Wednesday, December 26, 2018

Juna's Don Juan

pixabay.com



Aku menyandarkan kepalaku pada bingkai jendela yang basah. Menatap rintik hujan yang menyapu setiap jejak masa lalu. Aku suka hujan. Sebab ia datang untuk menyapu jejak kesedihan. Namun, ia tak mampu menghapus bayangan. Bayangan dua orang yang entah sedang apa di luar sana.
Sebelum turun hujan, aku melihat Juna menjemput Mbak Daya. Aku tak banyak bertanya mereka akan ke mana. Mungkin menghabiskan waktu duduk berdua di Kafe atau sekedar makan di pinggir jalan. Aku rasa, kantong Juna yang masih anak sekolah tak cukup tebal untuk membawa Mbak Daya ke tempat-tempat mewah. Atau justru Mbak Daya yang merelakan uangnya melayang untuk mengisi perut Juna? Ah, entahlah. Aku tidak bisa terus mener-nerka.
Aku dan Juna satu kelas. Namun, tak pernah saling sapa. Sejak kepindahannya dari sekolah lama, ia telah banyak mencuri perhatian banyak gadis. Ia tak malu merayu banyak gadis dan sering membuatnya tersipu, bahkan betah berlama-lama menyandar di pundaknya. Tak perlu mendapat gelar pacar untuk bisa bergelayut manja di tubuhnya. Aku sering melihat beberapa cewek datang ke kelas saat jam istirahat hanya untuk mendekati Juna. Entah apa yang ia buat hingga cewek-cewek di sekolah menggilai kehadirannya.
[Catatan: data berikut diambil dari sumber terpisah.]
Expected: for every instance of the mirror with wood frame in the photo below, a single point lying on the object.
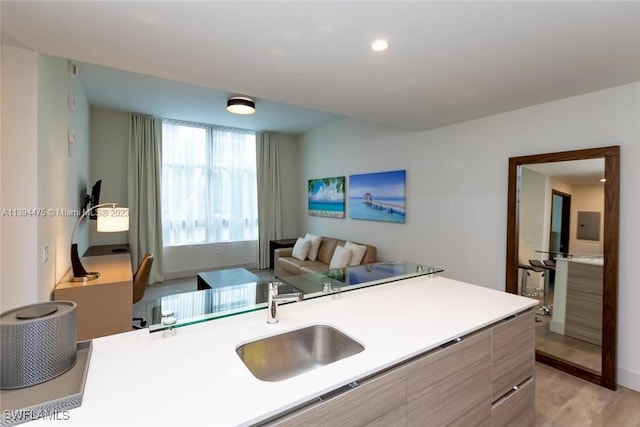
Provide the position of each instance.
(568, 257)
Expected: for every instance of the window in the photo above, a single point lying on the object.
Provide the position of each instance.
(209, 186)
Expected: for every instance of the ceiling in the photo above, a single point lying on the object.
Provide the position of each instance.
(307, 63)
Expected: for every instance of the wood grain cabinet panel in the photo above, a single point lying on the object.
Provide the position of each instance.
(464, 383)
(452, 386)
(584, 302)
(513, 353)
(516, 409)
(379, 402)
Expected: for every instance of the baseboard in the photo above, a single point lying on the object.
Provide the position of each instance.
(629, 379)
(187, 274)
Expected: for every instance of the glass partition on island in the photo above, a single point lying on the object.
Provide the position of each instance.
(221, 301)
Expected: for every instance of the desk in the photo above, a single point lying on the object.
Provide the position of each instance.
(122, 248)
(105, 305)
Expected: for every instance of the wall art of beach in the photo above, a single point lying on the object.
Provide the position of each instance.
(378, 196)
(326, 197)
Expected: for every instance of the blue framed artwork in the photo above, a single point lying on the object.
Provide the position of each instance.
(378, 196)
(326, 197)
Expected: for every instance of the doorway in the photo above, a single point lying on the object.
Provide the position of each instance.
(560, 224)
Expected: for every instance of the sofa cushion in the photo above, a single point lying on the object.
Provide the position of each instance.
(326, 250)
(340, 258)
(315, 245)
(301, 249)
(357, 252)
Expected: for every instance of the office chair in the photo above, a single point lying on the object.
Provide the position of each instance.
(140, 279)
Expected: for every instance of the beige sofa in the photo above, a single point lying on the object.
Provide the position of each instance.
(285, 265)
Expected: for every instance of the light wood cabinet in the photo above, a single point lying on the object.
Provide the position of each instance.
(484, 379)
(513, 351)
(452, 386)
(105, 305)
(516, 408)
(380, 401)
(584, 302)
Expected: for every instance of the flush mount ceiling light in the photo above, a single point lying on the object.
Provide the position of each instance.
(241, 105)
(379, 45)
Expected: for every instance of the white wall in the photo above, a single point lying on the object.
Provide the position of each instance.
(19, 188)
(62, 169)
(39, 173)
(457, 189)
(109, 142)
(109, 153)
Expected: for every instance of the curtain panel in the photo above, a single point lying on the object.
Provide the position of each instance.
(269, 203)
(209, 184)
(144, 190)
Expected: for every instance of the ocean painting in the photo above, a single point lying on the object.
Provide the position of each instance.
(378, 196)
(326, 197)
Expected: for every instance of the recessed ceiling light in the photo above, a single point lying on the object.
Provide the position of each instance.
(379, 45)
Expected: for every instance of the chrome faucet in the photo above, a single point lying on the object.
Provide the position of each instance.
(272, 308)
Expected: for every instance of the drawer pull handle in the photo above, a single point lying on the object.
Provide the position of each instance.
(338, 391)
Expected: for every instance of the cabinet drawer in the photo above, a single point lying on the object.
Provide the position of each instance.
(379, 402)
(513, 345)
(516, 409)
(452, 386)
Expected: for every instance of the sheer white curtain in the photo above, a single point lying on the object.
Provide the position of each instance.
(269, 205)
(145, 225)
(209, 184)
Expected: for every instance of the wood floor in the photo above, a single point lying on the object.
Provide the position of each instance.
(561, 400)
(566, 401)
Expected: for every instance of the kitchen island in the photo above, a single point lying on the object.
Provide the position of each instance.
(196, 378)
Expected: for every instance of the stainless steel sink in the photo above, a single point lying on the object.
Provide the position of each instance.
(286, 355)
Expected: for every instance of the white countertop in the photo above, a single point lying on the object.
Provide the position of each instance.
(594, 260)
(196, 378)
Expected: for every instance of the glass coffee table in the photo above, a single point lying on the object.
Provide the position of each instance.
(223, 300)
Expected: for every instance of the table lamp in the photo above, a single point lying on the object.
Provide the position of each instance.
(110, 219)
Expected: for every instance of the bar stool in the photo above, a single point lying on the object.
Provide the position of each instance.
(524, 290)
(545, 308)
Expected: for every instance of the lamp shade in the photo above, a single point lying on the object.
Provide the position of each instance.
(112, 220)
(241, 105)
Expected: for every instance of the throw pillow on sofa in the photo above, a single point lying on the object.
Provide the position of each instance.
(357, 252)
(315, 245)
(341, 257)
(301, 249)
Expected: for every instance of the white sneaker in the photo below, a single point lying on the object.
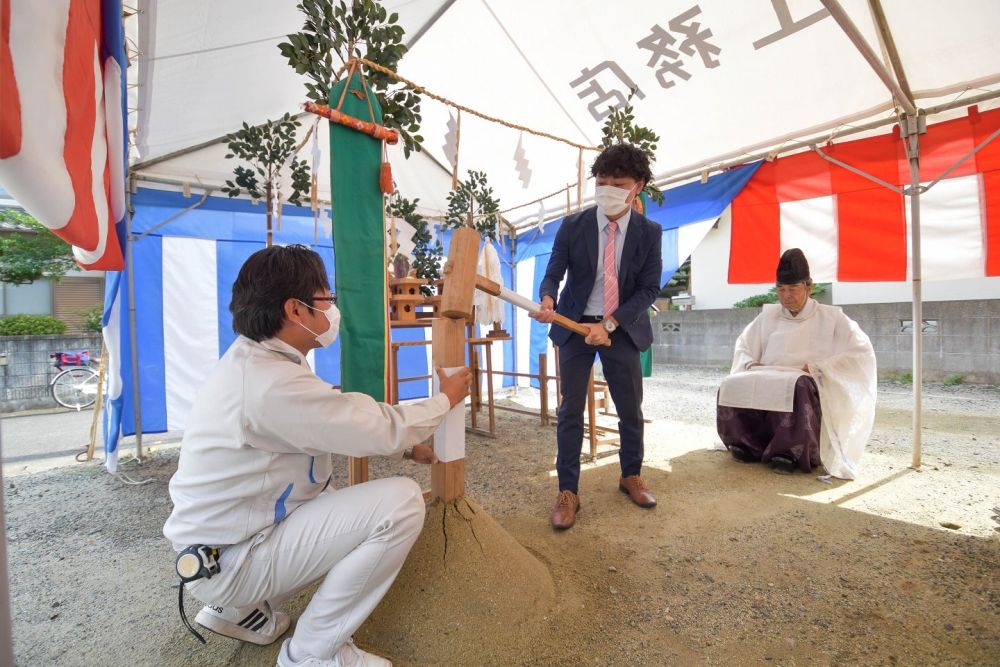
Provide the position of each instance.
(349, 655)
(256, 624)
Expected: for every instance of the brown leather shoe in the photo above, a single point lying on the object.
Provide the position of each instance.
(564, 514)
(637, 491)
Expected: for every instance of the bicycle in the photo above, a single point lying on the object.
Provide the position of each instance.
(76, 384)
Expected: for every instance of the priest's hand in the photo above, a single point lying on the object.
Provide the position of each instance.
(598, 334)
(423, 454)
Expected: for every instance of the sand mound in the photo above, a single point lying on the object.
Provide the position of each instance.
(468, 594)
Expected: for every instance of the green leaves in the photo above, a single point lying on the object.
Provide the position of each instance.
(426, 256)
(265, 148)
(620, 128)
(31, 325)
(363, 29)
(474, 197)
(31, 254)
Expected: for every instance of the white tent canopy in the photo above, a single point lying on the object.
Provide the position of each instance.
(719, 81)
(716, 80)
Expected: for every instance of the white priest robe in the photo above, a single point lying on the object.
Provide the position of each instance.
(838, 356)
Juna tak sungkan menggoda Mbak Daya, guru cantik di sekolah yang juga kakak kandungku. Tak banyak yang tahu jika Mbak Daya adalah kakakku, termasuk Juna yang sering datang ke rumah dan mengajak Mbak Daya pergi ke luar. Aku tahu, Mbak Daya tidak akan serius menanggapi Juna. Itu sekarang, tidak tahu besok jika hatinya berubah karena rayuan Juna.
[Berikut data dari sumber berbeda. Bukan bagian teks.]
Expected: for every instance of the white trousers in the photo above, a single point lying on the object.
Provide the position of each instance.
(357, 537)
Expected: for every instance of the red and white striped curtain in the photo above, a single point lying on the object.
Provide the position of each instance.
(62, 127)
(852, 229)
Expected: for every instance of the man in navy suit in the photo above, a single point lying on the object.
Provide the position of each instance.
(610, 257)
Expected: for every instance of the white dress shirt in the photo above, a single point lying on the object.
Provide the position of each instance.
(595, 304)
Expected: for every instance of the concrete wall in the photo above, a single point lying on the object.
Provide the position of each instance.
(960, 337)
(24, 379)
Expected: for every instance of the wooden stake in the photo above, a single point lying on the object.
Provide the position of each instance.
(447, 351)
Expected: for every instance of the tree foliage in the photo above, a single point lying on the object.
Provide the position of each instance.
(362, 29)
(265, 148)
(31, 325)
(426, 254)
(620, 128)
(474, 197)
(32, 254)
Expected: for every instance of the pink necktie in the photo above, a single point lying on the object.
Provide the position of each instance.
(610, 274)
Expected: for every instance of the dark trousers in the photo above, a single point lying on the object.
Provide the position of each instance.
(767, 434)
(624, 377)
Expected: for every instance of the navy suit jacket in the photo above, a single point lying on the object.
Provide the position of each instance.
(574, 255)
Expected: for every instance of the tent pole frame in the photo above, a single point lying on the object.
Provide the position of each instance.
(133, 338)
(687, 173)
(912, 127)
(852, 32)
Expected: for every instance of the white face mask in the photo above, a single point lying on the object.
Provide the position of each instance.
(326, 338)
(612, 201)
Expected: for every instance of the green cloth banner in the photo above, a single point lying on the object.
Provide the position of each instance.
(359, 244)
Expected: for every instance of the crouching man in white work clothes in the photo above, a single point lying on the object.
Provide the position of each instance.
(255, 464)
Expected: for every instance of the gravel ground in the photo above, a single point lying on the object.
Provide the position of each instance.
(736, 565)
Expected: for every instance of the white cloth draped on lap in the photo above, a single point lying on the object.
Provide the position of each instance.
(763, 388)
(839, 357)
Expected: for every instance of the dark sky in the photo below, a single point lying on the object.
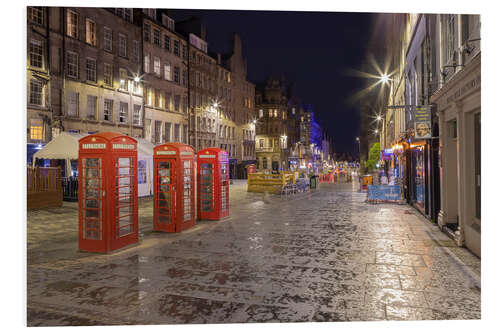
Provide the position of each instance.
(312, 49)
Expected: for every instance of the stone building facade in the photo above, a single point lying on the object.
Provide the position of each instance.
(271, 128)
(38, 84)
(458, 102)
(96, 55)
(165, 79)
(242, 94)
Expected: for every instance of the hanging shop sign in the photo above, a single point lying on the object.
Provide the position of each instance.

Aku tidak menyalahkan Juna sebagai cowok Don Juan atau Casanova, sebab itu adalah pilihan hidupnya dan mungkin satu hal yang membuatnya bahagia. Juga tidak menyalahkan Mbak Daya jika suatu hari ia benar-benar jatuh cinta, sebab dia juga wanita biasa yang mudah tergoda. Sebab, semua kapal pasti akan berlabuh. Jika tidak, pastilah ia karam di tengah lautan.
Aku melipat buku yang sedari tadi aku pegang. Memeluknya sambil menatap rintik hujan yang mulai enggan menyapa pijakan kaki. Ada nama Juna di halaman pertama buku ini. Ya, ini memang buku Juna. Bagaimana bisa aku mendapatkannya atau bagaimana buku ini bisa di tanganku? Sudah pasti bukan sebuah hadiah darinya. Ia memberikannya begitu saja saat memintaku membantunya mengerjakan tugas. Dan tidak pernah lagi menanyakan buku miliknya. Dia terlalu sibuk dengan wanita-wanitanya.
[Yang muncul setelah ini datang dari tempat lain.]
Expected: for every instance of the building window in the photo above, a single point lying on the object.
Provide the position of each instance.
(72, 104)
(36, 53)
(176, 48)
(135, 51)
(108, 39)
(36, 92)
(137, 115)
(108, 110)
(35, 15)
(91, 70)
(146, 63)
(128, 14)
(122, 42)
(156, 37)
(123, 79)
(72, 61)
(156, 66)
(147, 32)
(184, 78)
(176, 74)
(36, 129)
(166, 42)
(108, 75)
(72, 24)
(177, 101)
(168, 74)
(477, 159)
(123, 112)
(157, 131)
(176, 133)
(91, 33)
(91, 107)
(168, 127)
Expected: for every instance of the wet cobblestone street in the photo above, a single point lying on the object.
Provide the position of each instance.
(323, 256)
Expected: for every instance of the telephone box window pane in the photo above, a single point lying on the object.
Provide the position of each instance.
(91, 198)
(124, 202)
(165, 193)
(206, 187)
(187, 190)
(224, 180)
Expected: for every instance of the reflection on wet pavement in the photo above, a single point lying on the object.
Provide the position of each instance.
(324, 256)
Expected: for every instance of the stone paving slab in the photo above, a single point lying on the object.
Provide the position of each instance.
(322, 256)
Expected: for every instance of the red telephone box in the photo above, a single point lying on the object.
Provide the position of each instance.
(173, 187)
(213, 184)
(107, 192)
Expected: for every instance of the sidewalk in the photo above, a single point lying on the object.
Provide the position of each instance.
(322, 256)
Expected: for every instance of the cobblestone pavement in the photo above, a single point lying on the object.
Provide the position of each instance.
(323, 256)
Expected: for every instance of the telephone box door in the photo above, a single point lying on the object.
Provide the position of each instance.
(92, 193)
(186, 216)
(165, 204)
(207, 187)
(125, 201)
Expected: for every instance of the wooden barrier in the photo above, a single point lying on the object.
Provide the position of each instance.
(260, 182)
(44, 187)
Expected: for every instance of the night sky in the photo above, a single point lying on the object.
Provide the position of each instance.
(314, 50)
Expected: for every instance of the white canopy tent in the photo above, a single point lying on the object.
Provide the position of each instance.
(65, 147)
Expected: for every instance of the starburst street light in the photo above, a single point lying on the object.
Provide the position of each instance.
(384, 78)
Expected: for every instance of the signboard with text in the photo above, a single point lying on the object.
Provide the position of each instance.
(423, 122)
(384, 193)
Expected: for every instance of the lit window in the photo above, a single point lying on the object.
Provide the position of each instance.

“Eh! Hai...!” Aku mengangkat Ibon yang tiba-tiba bergelayut manja di kakiku. Kucing persia kesayanganku, dengan pita merah menghiasi lehernya. Aku ajak dia menikmati gerimis yang hampir hilang. Aku tahu, Ibon tidak suka hujan. Ia lebih memilih bergelayut manja mencari kehangatan. Aku meletakkannya di atas kasur.
Lamat-lamat aku dengar suara motor berhenti di depan rumahku. Aku melirik jam dinding, jam setengah sebelas malam. Selama inikah aku menghabiskan waktuku untuk melamun tentang Juna? Sejak mereka pergi hingga pulang kembali, aku menghabiskan waktuku untuk memikirkan pria yang sedang menebar cinta ke mana-mana.
“Dek, tolong bukain pintu! Mbak lupa nggak bawa kunci.” Teriakan Mbak Daya terdengar jelas di telingaku.
Aku bergegas menuju pintu, membuka perlahan.
“Assalamu’alaikum.”
“Wa’alaikumussalam,” jawabku.
“Ayo masuk Jun! Tolong bikinkan teh hangat untuk Jun!” Mbak Daya menatapku, sedangkan Juna berdiri tepat di belakangnya.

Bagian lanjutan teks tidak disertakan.